Some may wonder if Google's Consent Mode is actually compliant with data privacy laws since it allows companies to use certain kinds of data via Google Analytics even without consent. According to Google, the answer is yes.
When user consent is declined, all data provided to companies via Google Analytics will be anonymized. The information captured will be delivered in an aggregated form and without a client ID.
However, some German authorities, like the German Federal Court of Justice, disagree with Google's assertions. Their view is that a completely anonymous interaction isn't possible since a website visitor's IP address is transmitted during most interactions.
For instance, the German authorities wrote that:
"If a website operator does not think that collecting consent is necessary, from a technology perspective they must ensure that an anonymous interaction is possible in 100% of users' website interactions ... otherwise consent will always need to be collected."
Despite Google's confidence, and in light of some of the misgivings certain EU authorities may have concerning the use of the tech giant's Consent Mode, it would be prudent to consult with an attorney before adopting its use.
How Can You Obtain Explicit Consent?
Here's an example of a cookie consent banner in use on a website:
Of course, this can also help remove any potential downsides to using Google's Consent Mode.

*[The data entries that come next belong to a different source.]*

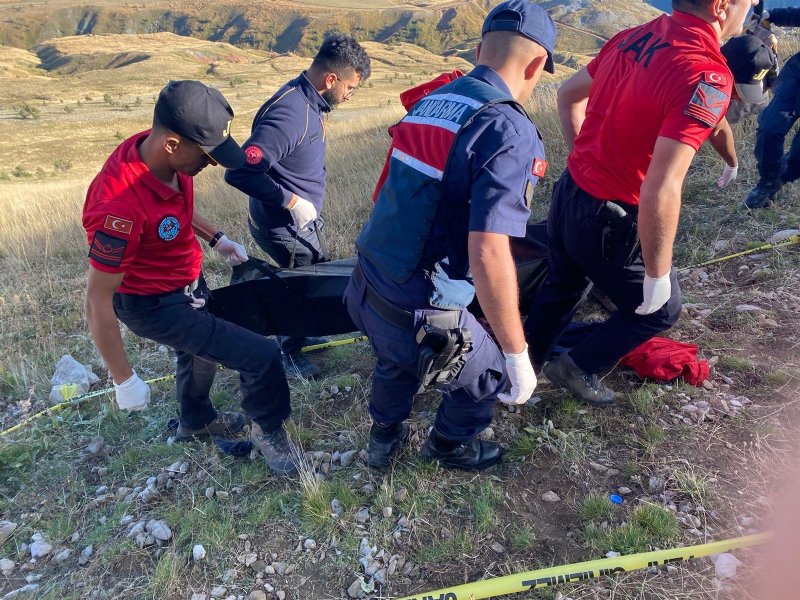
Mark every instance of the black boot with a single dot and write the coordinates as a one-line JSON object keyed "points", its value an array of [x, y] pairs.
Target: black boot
{"points": [[384, 441], [470, 455], [765, 192]]}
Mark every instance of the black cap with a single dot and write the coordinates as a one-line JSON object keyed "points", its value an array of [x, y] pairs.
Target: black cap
{"points": [[749, 59], [200, 113], [527, 18]]}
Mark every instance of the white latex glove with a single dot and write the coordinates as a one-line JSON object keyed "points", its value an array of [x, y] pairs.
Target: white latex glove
{"points": [[233, 253], [523, 379], [303, 212], [728, 175], [657, 291], [133, 393]]}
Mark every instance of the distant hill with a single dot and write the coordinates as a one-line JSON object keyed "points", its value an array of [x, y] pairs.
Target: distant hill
{"points": [[666, 5], [298, 26]]}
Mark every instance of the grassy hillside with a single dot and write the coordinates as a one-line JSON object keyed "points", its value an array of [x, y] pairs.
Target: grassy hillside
{"points": [[693, 464]]}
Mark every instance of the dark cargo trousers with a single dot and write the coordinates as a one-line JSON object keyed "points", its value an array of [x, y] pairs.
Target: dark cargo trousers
{"points": [[467, 402], [774, 124], [590, 241], [201, 341], [289, 247]]}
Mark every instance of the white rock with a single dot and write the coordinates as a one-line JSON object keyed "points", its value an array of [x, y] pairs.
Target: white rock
{"points": [[346, 458], [6, 566], [725, 565], [362, 516], [159, 530], [782, 236], [25, 589], [355, 591], [748, 308], [95, 445], [6, 529], [62, 556], [40, 549], [198, 552]]}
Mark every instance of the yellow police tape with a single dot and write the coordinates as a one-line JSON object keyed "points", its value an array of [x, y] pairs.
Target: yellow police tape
{"points": [[795, 239], [68, 390], [578, 572]]}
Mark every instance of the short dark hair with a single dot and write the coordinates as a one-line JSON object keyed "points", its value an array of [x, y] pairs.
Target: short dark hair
{"points": [[340, 52], [689, 6]]}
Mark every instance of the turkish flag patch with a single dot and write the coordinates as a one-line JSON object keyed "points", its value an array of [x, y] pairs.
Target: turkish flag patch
{"points": [[539, 167], [118, 224], [253, 154], [714, 78], [708, 104], [107, 249]]}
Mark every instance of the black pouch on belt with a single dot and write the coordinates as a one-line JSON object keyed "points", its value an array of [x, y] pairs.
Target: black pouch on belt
{"points": [[620, 239], [442, 354]]}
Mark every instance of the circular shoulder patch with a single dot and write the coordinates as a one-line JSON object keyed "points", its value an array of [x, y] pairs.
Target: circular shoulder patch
{"points": [[169, 228], [253, 154]]}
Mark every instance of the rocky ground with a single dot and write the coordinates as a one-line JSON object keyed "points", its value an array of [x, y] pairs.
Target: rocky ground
{"points": [[101, 504]]}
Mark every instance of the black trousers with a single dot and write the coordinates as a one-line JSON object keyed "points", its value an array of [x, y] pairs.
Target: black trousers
{"points": [[594, 240], [201, 341]]}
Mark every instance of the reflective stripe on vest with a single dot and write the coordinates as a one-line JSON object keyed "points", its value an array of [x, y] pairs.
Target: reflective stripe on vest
{"points": [[422, 142]]}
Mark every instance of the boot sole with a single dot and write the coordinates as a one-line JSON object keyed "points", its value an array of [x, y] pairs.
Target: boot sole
{"points": [[557, 381], [393, 454], [205, 435], [472, 468]]}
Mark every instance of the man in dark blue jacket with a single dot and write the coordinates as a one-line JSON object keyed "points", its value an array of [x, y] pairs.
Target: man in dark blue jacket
{"points": [[285, 171], [774, 123], [460, 172]]}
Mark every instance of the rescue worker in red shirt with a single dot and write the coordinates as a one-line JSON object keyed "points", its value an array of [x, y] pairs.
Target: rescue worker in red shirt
{"points": [[144, 265], [633, 120]]}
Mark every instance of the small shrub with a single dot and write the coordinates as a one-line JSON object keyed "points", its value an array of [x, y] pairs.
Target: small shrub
{"points": [[61, 164], [28, 111]]}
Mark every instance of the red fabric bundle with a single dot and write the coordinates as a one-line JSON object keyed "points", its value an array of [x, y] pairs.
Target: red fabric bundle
{"points": [[665, 359]]}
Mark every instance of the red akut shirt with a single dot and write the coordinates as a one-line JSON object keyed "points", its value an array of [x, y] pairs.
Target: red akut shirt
{"points": [[138, 225], [665, 78]]}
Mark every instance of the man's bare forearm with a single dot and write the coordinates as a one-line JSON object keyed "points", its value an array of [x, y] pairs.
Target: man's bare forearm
{"points": [[105, 332], [658, 224], [722, 140], [495, 276]]}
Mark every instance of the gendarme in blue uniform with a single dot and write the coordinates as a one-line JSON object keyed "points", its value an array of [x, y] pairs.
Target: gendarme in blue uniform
{"points": [[486, 177], [490, 172], [285, 154]]}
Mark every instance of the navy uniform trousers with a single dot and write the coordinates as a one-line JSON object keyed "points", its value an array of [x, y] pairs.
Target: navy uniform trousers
{"points": [[467, 402], [774, 124], [202, 341], [591, 242], [289, 247]]}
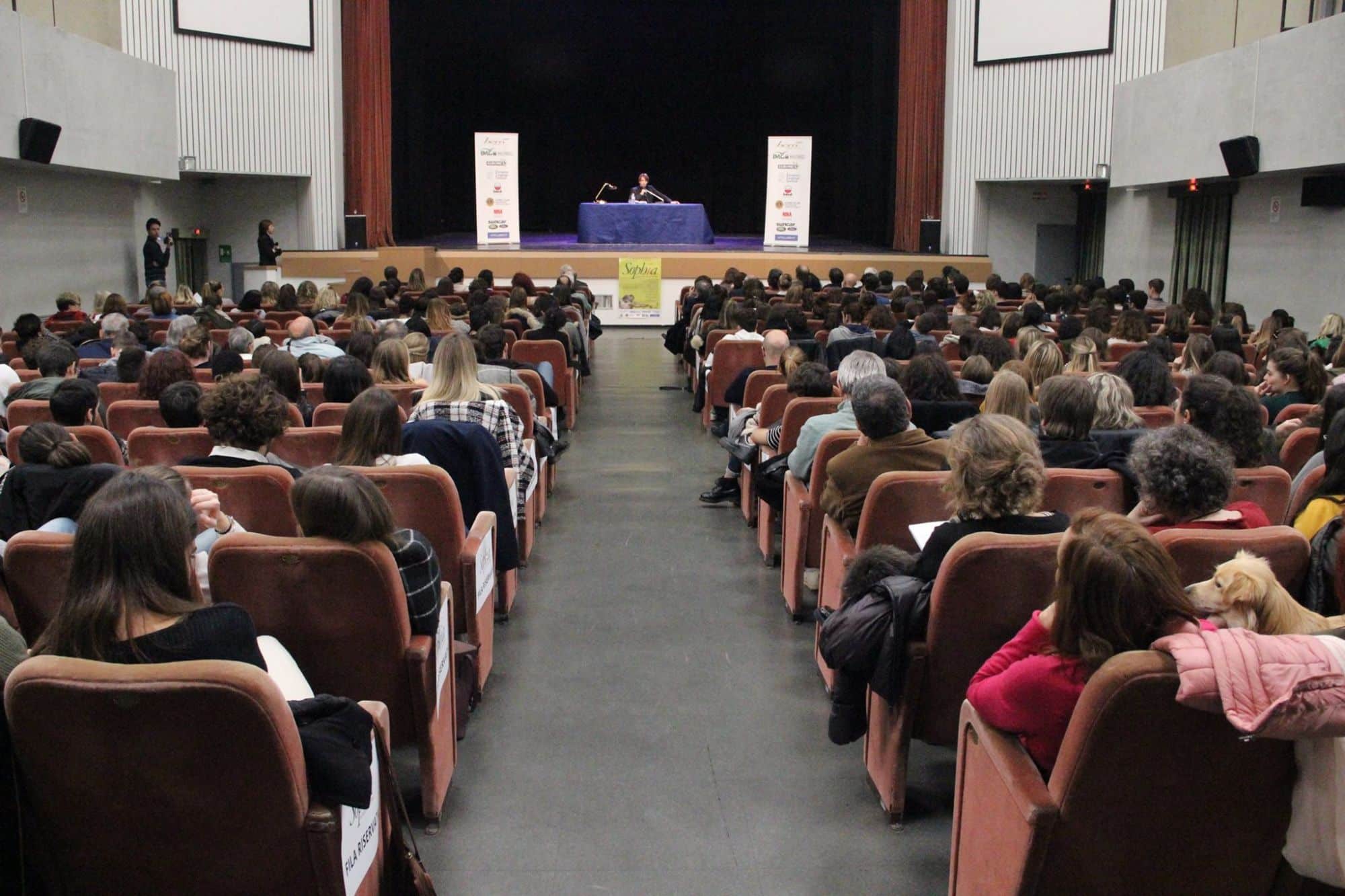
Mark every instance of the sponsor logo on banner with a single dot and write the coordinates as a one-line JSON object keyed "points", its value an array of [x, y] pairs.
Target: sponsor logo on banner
{"points": [[789, 188], [497, 188]]}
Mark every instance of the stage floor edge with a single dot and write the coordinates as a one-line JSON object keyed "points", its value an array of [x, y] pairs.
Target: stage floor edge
{"points": [[541, 257]]}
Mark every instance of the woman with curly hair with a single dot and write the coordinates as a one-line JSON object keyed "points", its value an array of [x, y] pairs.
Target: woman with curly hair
{"points": [[1184, 482], [996, 485], [161, 370], [1149, 380], [244, 415], [1229, 415]]}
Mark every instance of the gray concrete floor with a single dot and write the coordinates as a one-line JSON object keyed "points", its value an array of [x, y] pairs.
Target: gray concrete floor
{"points": [[654, 721]]}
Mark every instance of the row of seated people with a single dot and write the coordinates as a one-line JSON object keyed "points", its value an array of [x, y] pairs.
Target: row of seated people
{"points": [[1017, 470], [424, 517]]}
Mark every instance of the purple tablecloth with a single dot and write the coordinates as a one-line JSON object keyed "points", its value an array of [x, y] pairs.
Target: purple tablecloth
{"points": [[641, 222]]}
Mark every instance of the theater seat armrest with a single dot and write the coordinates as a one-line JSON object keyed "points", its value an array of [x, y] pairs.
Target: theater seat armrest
{"points": [[1004, 813], [1022, 779]]}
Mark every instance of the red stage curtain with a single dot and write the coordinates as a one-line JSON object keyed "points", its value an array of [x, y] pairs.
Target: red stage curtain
{"points": [[368, 110], [921, 80]]}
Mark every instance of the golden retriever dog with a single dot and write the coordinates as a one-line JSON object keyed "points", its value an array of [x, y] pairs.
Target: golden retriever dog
{"points": [[1245, 594]]}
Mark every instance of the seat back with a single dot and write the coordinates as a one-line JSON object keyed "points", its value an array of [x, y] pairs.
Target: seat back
{"points": [[987, 589], [758, 384], [1198, 552], [731, 358], [128, 415], [1157, 416], [200, 755], [259, 497], [102, 446], [1266, 486], [330, 413], [1304, 491], [307, 447], [1130, 819], [1299, 448], [1069, 491], [797, 413], [151, 446], [37, 567], [286, 584], [25, 412], [774, 401], [896, 501], [114, 392]]}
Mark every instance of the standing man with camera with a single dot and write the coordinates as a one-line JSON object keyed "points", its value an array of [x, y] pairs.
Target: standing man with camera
{"points": [[157, 255]]}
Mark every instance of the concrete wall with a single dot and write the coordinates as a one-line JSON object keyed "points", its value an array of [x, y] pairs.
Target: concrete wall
{"points": [[102, 99], [1013, 212], [1141, 229], [1293, 263], [1168, 126]]}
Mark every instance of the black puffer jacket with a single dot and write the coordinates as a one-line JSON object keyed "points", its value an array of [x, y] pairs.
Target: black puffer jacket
{"points": [[866, 642]]}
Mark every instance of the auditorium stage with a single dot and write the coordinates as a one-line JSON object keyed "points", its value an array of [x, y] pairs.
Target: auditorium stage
{"points": [[543, 255]]}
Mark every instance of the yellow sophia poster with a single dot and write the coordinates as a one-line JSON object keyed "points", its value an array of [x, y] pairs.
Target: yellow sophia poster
{"points": [[640, 284]]}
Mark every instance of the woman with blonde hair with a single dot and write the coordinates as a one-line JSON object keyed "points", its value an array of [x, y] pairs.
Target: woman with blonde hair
{"points": [[1043, 362], [1083, 356], [328, 304], [1116, 403], [996, 483], [392, 365], [457, 393], [438, 315], [1008, 395]]}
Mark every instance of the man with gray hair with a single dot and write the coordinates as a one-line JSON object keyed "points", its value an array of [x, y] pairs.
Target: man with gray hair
{"points": [[857, 365], [108, 329], [888, 443]]}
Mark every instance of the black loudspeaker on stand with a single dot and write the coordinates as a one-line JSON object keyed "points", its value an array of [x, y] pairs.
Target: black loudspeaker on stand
{"points": [[38, 140], [357, 233], [930, 239], [1242, 157]]}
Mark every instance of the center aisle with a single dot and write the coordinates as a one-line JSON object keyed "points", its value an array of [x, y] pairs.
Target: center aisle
{"points": [[654, 721]]}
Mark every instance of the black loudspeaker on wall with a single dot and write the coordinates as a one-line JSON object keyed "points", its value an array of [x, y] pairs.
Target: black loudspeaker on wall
{"points": [[930, 229], [38, 140], [357, 236], [1242, 157]]}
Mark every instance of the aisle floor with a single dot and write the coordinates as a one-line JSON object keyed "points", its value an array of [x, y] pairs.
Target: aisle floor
{"points": [[654, 721]]}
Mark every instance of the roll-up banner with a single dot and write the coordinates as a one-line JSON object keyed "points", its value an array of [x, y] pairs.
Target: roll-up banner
{"points": [[789, 192], [497, 189]]}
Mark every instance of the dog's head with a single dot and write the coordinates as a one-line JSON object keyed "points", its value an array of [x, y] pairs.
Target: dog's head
{"points": [[1241, 592]]}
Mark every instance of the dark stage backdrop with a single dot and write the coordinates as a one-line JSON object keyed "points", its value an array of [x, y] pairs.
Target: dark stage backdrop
{"points": [[688, 92]]}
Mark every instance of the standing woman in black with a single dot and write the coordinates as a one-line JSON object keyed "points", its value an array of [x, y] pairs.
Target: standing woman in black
{"points": [[267, 247]]}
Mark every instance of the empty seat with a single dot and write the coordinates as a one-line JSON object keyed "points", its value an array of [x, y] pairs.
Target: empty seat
{"points": [[1198, 552], [25, 412], [349, 639], [1265, 486], [102, 446], [259, 497], [150, 446], [37, 567], [1137, 774], [307, 447], [201, 758], [426, 499], [126, 416], [801, 526], [985, 591]]}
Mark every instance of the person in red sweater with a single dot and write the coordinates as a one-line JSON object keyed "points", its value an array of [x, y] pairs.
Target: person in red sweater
{"points": [[1117, 589], [1186, 479]]}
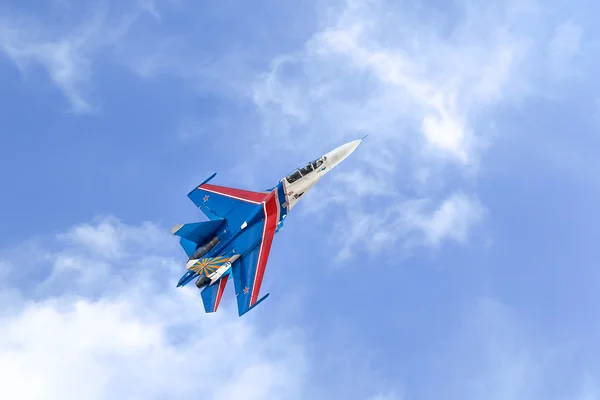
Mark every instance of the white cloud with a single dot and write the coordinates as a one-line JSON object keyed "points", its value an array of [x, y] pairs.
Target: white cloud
{"points": [[411, 223], [420, 87], [564, 47], [136, 336]]}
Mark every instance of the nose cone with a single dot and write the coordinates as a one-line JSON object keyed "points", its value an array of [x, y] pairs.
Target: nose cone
{"points": [[336, 156]]}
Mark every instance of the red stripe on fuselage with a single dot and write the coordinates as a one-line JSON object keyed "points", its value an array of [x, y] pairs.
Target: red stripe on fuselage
{"points": [[270, 207], [220, 290], [238, 194]]}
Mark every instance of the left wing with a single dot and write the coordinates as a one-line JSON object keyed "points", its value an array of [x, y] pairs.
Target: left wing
{"points": [[249, 271], [217, 201], [211, 295]]}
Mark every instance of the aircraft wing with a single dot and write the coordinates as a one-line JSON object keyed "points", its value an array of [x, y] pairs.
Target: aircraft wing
{"points": [[211, 295], [218, 201], [249, 270]]}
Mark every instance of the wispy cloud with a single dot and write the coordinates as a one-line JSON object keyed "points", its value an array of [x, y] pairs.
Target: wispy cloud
{"points": [[68, 51], [141, 338]]}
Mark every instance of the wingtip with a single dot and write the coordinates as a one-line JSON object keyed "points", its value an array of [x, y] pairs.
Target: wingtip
{"points": [[176, 228]]}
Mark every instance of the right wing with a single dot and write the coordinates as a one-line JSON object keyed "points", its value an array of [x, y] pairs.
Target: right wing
{"points": [[218, 201]]}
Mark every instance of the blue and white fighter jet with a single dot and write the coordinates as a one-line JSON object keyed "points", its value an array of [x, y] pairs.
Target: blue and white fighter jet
{"points": [[237, 239]]}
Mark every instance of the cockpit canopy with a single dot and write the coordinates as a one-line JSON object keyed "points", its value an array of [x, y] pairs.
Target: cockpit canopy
{"points": [[305, 170]]}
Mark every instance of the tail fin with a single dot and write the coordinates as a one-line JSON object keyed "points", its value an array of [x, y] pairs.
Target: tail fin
{"points": [[211, 295], [196, 233]]}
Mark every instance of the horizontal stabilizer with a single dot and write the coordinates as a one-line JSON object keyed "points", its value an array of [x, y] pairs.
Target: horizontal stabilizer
{"points": [[211, 295], [188, 246], [197, 232]]}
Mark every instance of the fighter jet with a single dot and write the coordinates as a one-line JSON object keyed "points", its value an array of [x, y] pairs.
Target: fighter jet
{"points": [[237, 239]]}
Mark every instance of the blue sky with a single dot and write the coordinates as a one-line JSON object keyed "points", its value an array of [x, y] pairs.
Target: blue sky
{"points": [[452, 256]]}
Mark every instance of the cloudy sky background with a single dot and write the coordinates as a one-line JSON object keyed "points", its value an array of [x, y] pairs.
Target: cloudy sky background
{"points": [[453, 256]]}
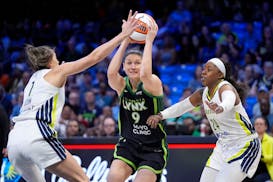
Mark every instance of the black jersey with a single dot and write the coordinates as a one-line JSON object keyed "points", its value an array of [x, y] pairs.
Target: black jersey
{"points": [[135, 108]]}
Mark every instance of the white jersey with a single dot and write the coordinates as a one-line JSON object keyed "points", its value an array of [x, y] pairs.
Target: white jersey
{"points": [[42, 101], [228, 126]]}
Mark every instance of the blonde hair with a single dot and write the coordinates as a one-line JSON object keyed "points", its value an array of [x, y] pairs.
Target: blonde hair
{"points": [[39, 57]]}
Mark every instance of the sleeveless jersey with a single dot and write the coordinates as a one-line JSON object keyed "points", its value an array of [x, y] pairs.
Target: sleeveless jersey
{"points": [[228, 126], [42, 101], [135, 108]]}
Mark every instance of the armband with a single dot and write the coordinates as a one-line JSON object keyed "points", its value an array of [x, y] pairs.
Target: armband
{"points": [[228, 100], [177, 109]]}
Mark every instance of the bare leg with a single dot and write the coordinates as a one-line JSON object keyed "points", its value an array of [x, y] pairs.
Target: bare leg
{"points": [[69, 169]]}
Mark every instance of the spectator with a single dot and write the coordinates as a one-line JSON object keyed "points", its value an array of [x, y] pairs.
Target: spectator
{"points": [[72, 129], [195, 82], [5, 100], [66, 115], [4, 130], [90, 110]]}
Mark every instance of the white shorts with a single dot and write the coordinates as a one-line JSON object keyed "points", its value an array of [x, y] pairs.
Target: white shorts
{"points": [[32, 142], [247, 157]]}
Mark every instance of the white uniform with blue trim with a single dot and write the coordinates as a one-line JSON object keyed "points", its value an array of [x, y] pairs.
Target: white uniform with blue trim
{"points": [[237, 139], [32, 142]]}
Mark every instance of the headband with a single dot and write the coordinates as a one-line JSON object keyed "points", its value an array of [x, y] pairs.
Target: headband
{"points": [[219, 64]]}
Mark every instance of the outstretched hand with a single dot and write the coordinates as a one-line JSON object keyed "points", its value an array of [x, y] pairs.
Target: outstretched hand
{"points": [[130, 24], [153, 28], [153, 120]]}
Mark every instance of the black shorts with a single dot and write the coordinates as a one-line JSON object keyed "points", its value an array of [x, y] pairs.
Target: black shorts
{"points": [[139, 156]]}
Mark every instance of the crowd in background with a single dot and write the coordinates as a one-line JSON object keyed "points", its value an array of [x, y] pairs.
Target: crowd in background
{"points": [[190, 32]]}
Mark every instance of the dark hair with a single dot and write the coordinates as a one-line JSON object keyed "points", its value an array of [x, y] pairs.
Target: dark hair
{"points": [[240, 87], [38, 57]]}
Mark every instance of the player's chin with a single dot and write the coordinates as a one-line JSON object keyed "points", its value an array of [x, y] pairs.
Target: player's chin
{"points": [[203, 81]]}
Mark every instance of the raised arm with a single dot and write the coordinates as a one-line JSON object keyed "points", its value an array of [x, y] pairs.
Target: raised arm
{"points": [[115, 80], [150, 81], [59, 73], [177, 109]]}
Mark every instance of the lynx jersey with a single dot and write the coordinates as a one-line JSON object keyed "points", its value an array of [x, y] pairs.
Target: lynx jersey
{"points": [[135, 108], [42, 100]]}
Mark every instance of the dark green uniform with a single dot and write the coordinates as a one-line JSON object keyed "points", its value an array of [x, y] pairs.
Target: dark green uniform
{"points": [[140, 146]]}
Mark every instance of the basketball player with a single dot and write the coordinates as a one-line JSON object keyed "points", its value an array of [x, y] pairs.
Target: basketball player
{"points": [[140, 148], [33, 144], [238, 149]]}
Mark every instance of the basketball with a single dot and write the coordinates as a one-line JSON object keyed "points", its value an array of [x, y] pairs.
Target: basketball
{"points": [[144, 21]]}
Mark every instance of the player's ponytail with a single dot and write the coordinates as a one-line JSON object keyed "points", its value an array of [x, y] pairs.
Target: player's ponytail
{"points": [[38, 57]]}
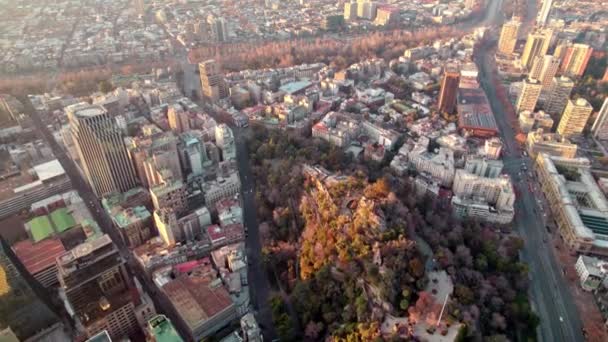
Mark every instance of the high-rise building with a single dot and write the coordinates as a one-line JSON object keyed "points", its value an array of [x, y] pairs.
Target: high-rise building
{"points": [[218, 28], [161, 329], [140, 6], [529, 95], [560, 90], [575, 58], [537, 44], [21, 306], [97, 289], [101, 149], [155, 156], [179, 120], [575, 118], [449, 89], [212, 80], [508, 36], [350, 11], [600, 126], [195, 155], [543, 14], [544, 69]]}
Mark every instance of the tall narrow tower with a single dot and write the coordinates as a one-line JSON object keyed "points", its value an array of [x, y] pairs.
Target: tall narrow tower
{"points": [[536, 45], [575, 118], [508, 36], [543, 14], [101, 149], [449, 87], [212, 80]]}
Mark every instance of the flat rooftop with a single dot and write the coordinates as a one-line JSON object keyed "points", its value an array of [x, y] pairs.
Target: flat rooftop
{"points": [[37, 257]]}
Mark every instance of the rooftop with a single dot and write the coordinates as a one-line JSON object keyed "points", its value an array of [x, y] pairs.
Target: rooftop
{"points": [[197, 300], [162, 329], [40, 228], [38, 256]]}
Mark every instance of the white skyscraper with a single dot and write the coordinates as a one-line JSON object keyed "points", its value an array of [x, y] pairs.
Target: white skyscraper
{"points": [[600, 126], [543, 15]]}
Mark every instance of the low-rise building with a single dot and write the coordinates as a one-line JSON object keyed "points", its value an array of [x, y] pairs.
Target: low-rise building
{"points": [[592, 272], [549, 143], [579, 207]]}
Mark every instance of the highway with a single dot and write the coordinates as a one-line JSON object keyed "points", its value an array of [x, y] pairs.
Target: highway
{"points": [[551, 298]]}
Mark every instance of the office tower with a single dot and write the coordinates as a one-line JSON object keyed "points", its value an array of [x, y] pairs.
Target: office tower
{"points": [[218, 28], [575, 59], [101, 150], [544, 69], [508, 36], [195, 155], [212, 81], [224, 139], [97, 289], [543, 14], [600, 126], [529, 95], [449, 88], [155, 156], [21, 305], [537, 44], [140, 6], [350, 11], [575, 118], [179, 119], [559, 93]]}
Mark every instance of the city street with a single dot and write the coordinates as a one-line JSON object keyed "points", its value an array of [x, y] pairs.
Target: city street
{"points": [[105, 223], [551, 299]]}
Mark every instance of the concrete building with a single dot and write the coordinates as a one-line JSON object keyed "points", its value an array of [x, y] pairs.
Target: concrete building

Using a cookie consent banner known as a "cookie wall" allows you to block user access to your website until they either explicitly accept all cookies or manage which ones they'll deny or allow. With this model, users have to actively click on a link or a button that says something like "I accept cookies" or "Manage my cookies."
Here's an example of a cookie wall:
With that said, remember that Google Consent Mode isn't a consent management platform. Obtaining explicit consent is your responsibility, not Google's.
How Can You Get Started With Google Consent Mode?
To enable consent mode for your website, you can use Tag Manager and a CMP along with a community template. Follow the instructions provided by the CMP Partner and the provided Tag Manager templates.
To enable consent mode for your app, you can use gtag.js consent commands, or can use a Tag Manager consent mode template to create a tag. App developers can also opt to enable consent mode via the Google Analytics for Firebase SDK.
When a user gives consent, Google Consent Mode will collect data as it normally would through Google Ads and Google Analytics. When users withhold consent, Google will anonymize and aggregate data, which it obtains through pings instead of cookies.
Google believes that Consent Mode is an effective method of remaining compliant with worldwide privacy laws regarding customer consent while still obtaining useful data. That information can then be used to help optimize things such as landing pages, ad copy, and budgets.
For instance, by using Google Consent Mode you can still receive basic, non-identifying information when a user has declined analytic cookies. While you won't gain any personal information about that user, you'll still get data on how they arrived, where they're located, and how much time they spend on your website.
In the same way, Google will still be able to show ads even when a customer declines to give consent regarding advertising cookies. Those ads won't be customized or personalized based on that customer's activities or profile, but the topics on your website can still provide Google with some context.
Remember that Consent Mode can potentially help you to comply with worldwide data privacy laws, which demand explicit user consent given in advance of data collection and processing.